Can no-one weigh evidence any more? Do we truly not understand how to distinguish fact from fiction? If William of Ockham had been alive today, he would grow a beard, so little do we use his famous “Razor”.
Entities should not be multiplied unnecessarily. In other words, the simpest explanation that fits all the facts is the one likely to be true.
Which is simpler? To believe that 9/11 was a terrorist attack by al-Qaeda (who, let’s remember, claimed responsibility for it, as well as this being where most of the physical evidence points), or to believe it was all a massive government conspiracy in order to start a war in the Middle East? To believe that vapour contrails are just water obeying the laws of physics or that they are a hyper-secret plot by the military to poison us all?
Never mind the infrastructure that would have to be in place to load these hypothetical poisons into the planes to begin with (and under the noses of not only the passengers and air crews but also all of the maintenance people as well), but the amount of people that would have to be in on it to make it work is immense. A super-secret conspiracy involving huge numbers of people is an oxymoron.
Or at least, extremely unrealistic. And this is not even mentioning questions of motive and motivation. Why would they want to do that, and why would they go through with it? The individual military people I know are honourable men and women, yet you want me to believe that their entire organisation is evil? It doesn’t fit.
It is, in essence, Crazy.
But of course, if you’re crazy, you’re very selective about the reality you accept. You have armoured yourself against such puny things as logic, objective evidence and rational debate. You want to believe, and you’ve surrounded yourself with like-minded people to the extent that you really do believe that all of your crazy theories are “blatantly obvious”. After all, everyone in your narrow circle agrees with you! If you don’t agree, you must be evil or deceived.

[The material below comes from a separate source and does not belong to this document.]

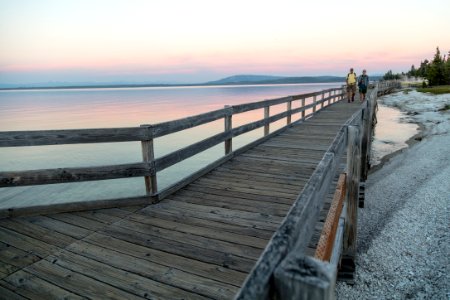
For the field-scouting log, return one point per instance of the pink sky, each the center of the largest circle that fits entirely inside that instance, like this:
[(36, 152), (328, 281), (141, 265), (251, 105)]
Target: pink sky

Analysis of source reliability is a basic tool for discerning truth from error. If you can’t distinguish reliable sources from unreliable ones, you are open to any lie that happens to reinforce your preconceived ideas. It’s more attractive to believe in a sexy conspiracy theory than a boring truth that includes some “we’ll probably never know exactly why”s. The internet doesn’t care whether something is true or not. It just finds stories. The onus is ours to sift and weigh the information, and to all appearances we’ve lost the ability to judge source reliability. And this says uncomfortable things about our Christianity. Who cares about evidence? Believe in Jesus because it’s a sexy story and you get good feelings from it.
It’s all very disheartening. The lunatics are running the asylum, secure in their armour of unreason. Like the dwarfs in CS Lewis’ The Last Battle, so afraid of being “taken in” and deceived that they cannot be taken out of the prison of lies they have built for themselves.
I know. I shouldn’t argue with the crazies, even the Christian ones. It only feeds the outrage and disconnection that fuels their pursuit of unreality. But somehow I find it difficult to stop myself. I love truth, and you’re equating it with your own irrational delusions. It makes us all look as crazy as you, and I object to that.